Já o calendário número 2 prevê as seguintes datas de começo e encerramento das aulas: 1º período letivo 3 de agosto e 3 de outubro de 2020; 2º período letivo 13 de outubro e 19 de dezembro de 2020; 3º período letivo 4 de janeiro de 2021 e 27 de fevereiro de 2021; e o 4º período letivo 8 de março e 24 de abril de 2021.

Pandemia

A adoção do calendário de retorno às aulas remotas foi influenciada pela pandemia do novo coronavírus, que modificou as práticas de trabalho em todo o mundo, inclusive na UFRJ, informou a reitoria, por meio de sua assessoria de imprensa. “O retorno às atividades presenciais e ao ensino semipresencial ou presencial só será possível quando as condições sanitárias permitirem. Assim, a universidade seguirá os protocolos oficiais aprovados pelos colegiados superiores da UFRJ”.

Os estudantes que não optarem pelas atividades pedagógicas não presenciais terão o direito de retomar suas atividades acadêmicas presenciais após o restabelecimento do calendário acadêmico regular da universidade.

O Conselho de Ensino de Graduação (CEG) vai autorizar, em caráter excepcional, o trancamento de disciplinas e de matrícula, com a interrupção da contagem do prazo máximo de integralização do curso. Será possível também a inscrição em disciplinas de estudantes que possuam débitos referentes à retenção indevida de livros de bibliotecas ou de qualquer outro material de ensino pertencente à UFRJ. Além disso, não haverá reprovação por frequência durante os períodos letivos excepcionais.

Estágios

A resolução do Consuni definiu também que os estágios poderão ser realizados de forma remota, respeitadas as especificidades de cada curso ou atividade profissional, com a devida autorização da instância acadêmica responsável pelo curso de graduação, em acordo com a instância acadêmica responsável pelo estágio, quando couber.

Haverá a realização de aulas assíncronas e síncronas. Aulas síncronas são aulas cuja interação entre o professor e os alunos acontece em tempo real, porque todos precisam estar ao mesmo tempo e no mesmo ambiente virtual. Essas aulas, preferencialmente, deverão ter sua gravação disponibilizada, respeitados os direitos de imagem de quem elaborou o material didático-pedagógico.

A UFRJ disponibilizará ferramentas de Tecnologia de Informação e Comunicação (TIC) aos estudantes para que seja possível o acompanhamento dos conteúdos ministrados na graduação e pós-graduação. Aos estudantes com deficiências serão oferecidos recursos de acessibilidade necessários que permitam o acompanhamento dos conteúdos.

Na pós-graduação, serão oferecidas turmas de disciplinas regulares por meio remoto, de disciplinas de leitura ou de outras atividades curriculares, com avaliação remota ou presencial, posteriormente.

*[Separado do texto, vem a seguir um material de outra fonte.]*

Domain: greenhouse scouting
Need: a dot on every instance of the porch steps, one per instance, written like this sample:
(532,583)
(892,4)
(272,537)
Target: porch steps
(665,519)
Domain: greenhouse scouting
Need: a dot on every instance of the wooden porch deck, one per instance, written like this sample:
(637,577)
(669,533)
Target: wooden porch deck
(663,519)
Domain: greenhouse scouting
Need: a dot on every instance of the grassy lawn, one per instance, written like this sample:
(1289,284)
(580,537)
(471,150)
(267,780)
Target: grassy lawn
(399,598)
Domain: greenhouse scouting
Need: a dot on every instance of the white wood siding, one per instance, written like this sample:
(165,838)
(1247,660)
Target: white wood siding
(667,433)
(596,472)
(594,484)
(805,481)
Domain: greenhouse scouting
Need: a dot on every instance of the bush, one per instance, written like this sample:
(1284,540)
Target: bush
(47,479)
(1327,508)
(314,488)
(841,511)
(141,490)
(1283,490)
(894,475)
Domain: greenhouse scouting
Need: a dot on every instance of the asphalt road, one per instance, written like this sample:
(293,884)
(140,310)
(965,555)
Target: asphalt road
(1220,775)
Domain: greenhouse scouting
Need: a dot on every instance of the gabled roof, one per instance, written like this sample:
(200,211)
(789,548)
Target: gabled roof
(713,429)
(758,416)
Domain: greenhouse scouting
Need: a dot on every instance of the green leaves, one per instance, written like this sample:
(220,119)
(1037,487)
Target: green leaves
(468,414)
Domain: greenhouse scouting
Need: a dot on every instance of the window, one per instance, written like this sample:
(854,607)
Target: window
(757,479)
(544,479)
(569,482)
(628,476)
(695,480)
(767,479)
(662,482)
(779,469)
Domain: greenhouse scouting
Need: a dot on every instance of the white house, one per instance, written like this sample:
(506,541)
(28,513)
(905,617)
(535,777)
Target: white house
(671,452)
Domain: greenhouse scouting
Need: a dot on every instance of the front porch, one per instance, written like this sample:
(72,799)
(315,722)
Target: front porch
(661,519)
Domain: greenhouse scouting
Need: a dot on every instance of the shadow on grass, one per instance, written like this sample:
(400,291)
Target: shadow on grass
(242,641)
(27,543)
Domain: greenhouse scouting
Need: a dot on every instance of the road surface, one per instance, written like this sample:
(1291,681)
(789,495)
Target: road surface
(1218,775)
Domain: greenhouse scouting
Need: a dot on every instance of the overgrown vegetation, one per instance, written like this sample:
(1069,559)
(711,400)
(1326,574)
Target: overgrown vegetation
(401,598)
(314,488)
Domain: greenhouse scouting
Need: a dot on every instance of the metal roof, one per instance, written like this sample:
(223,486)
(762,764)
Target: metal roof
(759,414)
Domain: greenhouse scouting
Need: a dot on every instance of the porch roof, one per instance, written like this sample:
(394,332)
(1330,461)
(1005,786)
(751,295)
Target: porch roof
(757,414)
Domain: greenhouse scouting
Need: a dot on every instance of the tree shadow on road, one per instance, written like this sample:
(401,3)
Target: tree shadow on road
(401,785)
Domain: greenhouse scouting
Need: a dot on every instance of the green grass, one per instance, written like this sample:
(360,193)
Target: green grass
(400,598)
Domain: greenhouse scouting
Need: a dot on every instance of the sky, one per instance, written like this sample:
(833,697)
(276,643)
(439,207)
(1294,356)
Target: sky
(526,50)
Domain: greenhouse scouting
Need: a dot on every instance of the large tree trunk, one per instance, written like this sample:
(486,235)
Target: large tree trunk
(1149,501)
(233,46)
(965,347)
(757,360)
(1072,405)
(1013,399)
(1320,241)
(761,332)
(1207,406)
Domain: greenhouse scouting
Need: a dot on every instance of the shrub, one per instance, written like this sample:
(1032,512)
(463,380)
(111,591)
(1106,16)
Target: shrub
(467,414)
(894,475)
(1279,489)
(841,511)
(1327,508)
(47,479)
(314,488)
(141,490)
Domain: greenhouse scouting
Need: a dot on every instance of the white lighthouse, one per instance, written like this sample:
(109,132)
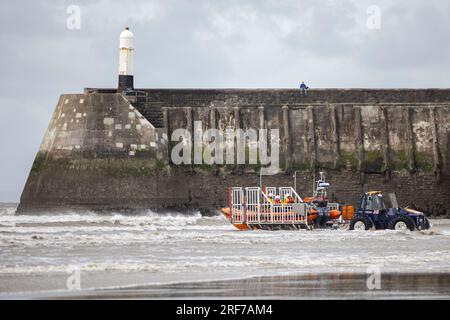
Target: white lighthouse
(126,60)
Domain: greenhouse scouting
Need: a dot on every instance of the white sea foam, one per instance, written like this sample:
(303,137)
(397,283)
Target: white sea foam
(173,245)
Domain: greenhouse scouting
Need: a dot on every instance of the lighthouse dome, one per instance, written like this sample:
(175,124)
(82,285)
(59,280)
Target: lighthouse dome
(127,39)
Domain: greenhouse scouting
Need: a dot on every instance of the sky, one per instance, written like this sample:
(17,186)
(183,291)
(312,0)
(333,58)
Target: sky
(48,50)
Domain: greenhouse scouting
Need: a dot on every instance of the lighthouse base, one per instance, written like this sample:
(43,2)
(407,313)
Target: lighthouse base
(126,83)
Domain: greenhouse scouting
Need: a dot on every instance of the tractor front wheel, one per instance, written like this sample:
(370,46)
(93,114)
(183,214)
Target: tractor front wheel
(360,223)
(401,223)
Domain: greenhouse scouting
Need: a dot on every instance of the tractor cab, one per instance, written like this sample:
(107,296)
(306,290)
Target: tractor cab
(380,212)
(375,202)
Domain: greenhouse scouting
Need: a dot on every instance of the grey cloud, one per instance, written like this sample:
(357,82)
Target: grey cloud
(200,43)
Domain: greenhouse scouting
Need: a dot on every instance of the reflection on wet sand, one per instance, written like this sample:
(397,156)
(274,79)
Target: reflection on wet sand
(310,286)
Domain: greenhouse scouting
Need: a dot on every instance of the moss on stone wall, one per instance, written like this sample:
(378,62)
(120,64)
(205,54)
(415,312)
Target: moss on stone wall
(424,162)
(374,161)
(39,163)
(347,160)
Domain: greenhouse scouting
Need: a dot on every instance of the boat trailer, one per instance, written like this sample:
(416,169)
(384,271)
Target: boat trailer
(251,208)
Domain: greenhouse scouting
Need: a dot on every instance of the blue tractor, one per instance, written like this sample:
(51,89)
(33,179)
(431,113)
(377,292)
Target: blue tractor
(376,211)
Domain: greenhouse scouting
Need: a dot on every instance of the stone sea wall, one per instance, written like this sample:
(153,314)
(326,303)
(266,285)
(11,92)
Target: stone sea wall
(101,153)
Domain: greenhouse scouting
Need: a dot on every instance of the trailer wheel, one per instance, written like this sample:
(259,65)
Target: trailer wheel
(360,223)
(401,223)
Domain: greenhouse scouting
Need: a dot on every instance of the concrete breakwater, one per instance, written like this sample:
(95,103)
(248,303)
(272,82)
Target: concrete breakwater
(106,151)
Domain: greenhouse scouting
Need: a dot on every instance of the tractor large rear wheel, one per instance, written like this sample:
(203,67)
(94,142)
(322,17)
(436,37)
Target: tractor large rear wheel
(360,223)
(401,223)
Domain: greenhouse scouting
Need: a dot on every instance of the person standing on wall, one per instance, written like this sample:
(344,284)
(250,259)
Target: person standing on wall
(304,89)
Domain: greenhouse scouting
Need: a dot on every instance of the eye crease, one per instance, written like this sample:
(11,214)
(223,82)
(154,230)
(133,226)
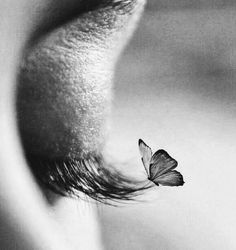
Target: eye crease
(63,102)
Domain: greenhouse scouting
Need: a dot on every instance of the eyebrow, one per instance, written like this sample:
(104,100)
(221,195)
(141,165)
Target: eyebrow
(90,175)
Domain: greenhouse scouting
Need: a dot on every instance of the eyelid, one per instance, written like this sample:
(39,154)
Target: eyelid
(89,175)
(53,17)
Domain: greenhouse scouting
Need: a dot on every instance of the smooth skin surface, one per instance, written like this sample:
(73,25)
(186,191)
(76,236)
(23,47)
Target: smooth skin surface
(174,89)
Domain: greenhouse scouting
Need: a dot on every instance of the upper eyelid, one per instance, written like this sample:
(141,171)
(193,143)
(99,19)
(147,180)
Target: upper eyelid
(65,15)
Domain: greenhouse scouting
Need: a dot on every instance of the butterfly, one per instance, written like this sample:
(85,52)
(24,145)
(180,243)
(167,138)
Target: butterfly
(159,166)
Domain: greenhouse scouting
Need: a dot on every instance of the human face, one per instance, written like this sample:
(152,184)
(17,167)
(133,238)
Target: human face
(66,52)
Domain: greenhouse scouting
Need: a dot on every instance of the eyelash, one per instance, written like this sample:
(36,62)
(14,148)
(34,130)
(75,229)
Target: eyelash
(90,175)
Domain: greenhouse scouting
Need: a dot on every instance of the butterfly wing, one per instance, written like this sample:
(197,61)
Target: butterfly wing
(171,178)
(146,154)
(161,163)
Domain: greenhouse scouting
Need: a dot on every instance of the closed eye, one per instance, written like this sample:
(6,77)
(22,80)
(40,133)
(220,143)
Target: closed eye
(91,176)
(55,15)
(64,96)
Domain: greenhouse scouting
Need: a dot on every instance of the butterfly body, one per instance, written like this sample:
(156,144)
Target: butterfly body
(160,166)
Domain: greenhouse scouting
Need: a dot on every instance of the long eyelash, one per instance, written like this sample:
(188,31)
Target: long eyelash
(89,175)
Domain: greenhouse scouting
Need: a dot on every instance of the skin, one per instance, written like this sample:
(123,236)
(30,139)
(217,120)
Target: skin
(183,112)
(46,53)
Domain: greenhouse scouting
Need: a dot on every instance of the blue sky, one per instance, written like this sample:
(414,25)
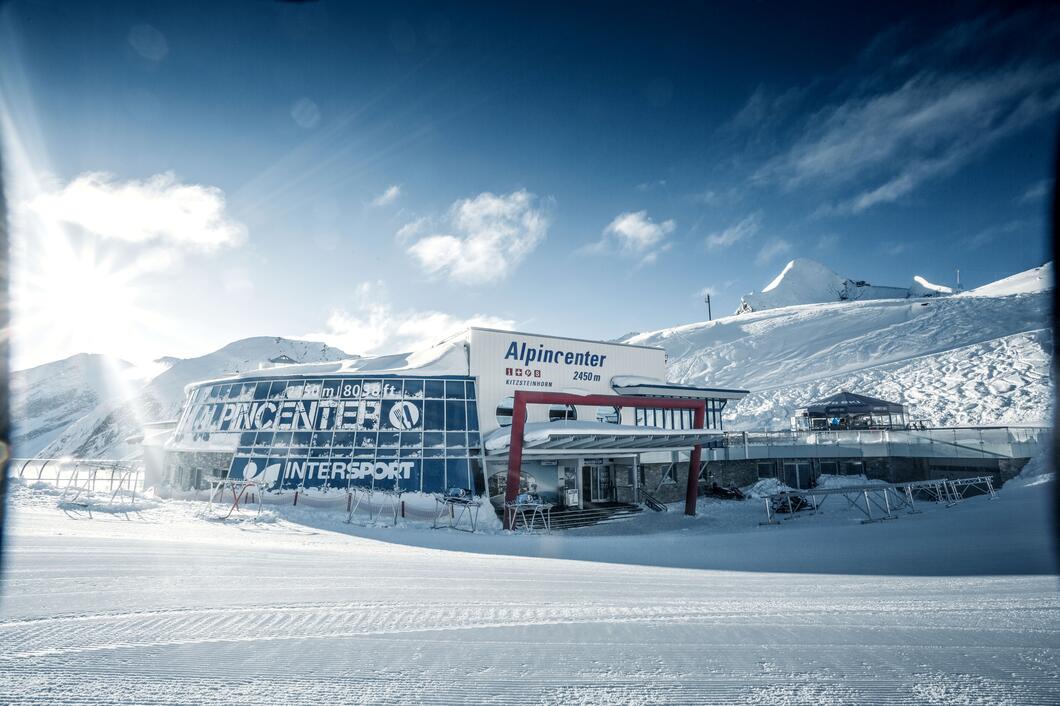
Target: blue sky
(194,173)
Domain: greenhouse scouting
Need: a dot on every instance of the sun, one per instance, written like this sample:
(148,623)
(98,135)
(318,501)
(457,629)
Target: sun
(69,297)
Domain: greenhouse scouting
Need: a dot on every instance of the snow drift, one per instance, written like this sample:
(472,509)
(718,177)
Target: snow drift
(805,281)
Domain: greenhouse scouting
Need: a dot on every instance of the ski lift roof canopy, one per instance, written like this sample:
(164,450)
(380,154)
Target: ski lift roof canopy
(850,403)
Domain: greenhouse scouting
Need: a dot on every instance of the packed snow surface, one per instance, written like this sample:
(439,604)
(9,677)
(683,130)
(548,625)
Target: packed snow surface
(954,605)
(979,357)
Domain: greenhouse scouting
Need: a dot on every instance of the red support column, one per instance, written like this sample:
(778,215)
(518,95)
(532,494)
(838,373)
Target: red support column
(692,489)
(515,453)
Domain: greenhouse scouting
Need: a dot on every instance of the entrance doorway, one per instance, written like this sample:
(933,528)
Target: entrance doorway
(598,483)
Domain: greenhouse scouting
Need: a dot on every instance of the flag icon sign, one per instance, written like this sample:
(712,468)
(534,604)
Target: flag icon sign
(404,416)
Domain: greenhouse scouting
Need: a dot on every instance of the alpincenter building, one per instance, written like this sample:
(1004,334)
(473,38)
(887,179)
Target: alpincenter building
(599,422)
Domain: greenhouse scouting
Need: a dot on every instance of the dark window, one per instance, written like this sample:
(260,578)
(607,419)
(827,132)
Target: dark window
(562,412)
(434,476)
(434,415)
(456,473)
(413,388)
(505,411)
(454,389)
(455,417)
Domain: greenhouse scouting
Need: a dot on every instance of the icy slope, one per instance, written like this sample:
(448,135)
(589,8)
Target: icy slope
(49,398)
(805,281)
(971,358)
(103,430)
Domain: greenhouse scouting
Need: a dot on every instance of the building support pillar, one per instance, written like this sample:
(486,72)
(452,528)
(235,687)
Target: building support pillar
(692,490)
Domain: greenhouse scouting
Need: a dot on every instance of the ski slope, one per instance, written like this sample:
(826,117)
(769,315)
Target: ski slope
(103,427)
(978,357)
(160,606)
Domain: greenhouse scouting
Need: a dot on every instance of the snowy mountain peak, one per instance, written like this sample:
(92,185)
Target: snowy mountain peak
(805,281)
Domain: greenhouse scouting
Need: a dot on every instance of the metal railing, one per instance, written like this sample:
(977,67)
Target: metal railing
(944,442)
(884,498)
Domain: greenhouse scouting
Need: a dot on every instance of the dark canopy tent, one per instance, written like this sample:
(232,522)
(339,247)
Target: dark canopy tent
(848,410)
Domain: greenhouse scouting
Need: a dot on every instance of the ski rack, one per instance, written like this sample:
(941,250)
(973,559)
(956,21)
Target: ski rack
(886,498)
(87,483)
(389,499)
(239,489)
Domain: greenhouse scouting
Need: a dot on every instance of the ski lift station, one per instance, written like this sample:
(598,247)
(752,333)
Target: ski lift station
(593,429)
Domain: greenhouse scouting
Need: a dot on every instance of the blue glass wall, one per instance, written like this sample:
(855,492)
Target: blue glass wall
(413,434)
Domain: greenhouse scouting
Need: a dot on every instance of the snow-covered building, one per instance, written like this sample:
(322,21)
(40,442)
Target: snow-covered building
(607,426)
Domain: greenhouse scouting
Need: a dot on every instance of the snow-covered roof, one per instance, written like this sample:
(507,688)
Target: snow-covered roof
(639,385)
(598,437)
(846,402)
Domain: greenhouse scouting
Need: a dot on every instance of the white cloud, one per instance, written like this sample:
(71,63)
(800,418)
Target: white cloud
(773,248)
(148,42)
(411,228)
(828,242)
(389,196)
(886,144)
(305,113)
(1037,192)
(374,327)
(158,210)
(745,228)
(636,234)
(490,235)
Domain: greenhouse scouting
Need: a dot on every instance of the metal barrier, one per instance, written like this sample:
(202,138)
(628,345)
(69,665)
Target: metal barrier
(885,498)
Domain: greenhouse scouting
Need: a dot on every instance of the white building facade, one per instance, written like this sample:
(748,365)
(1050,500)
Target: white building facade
(439,419)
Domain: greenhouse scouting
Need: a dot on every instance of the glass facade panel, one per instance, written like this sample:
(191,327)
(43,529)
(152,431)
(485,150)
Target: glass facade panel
(410,434)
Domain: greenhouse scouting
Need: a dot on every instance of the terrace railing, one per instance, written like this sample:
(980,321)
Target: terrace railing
(946,442)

De acordo com a Resolução CEPG 05/2020, será possível o trancamento justificado por motivo de pandemia, a qualquer momento, aos alunos participantes de disciplinas ministradas remotamente durante o período de excepcionalidade. Nenhum estudante poderá ser penalizado por não aderir a disciplinas ou atividades remotas, ressaltou a UFRJ.

Internet

Por meio da Pró-Reitoria de Políticas Estudantis (PR-7), a universidade estabeleceu política de inclusão digital para o corpo discente, por meio do edital Auxílio Emergencial COVID-19 – Inclusão Digital. O objetivo é fornecer aos estudantes com renda familiar de até um salário mínimo e meio as condições técnicas necessárias para o acesso à internet, com a distribuição de chip ou chip mais modem, sempre com franquia para uso de dados pela rede móvel.

Serão distribuídos, ao todo, 13 mil kits internet, sendo 12 mil para os estudantes de graduação e o restante para a pós-graduação. Estão previstos também cerca de 200 kits internet para estudantes da educação básica.

Os estudantes podem se inscrever para receber os kits internet no endereço portalaluno.ufrj.br.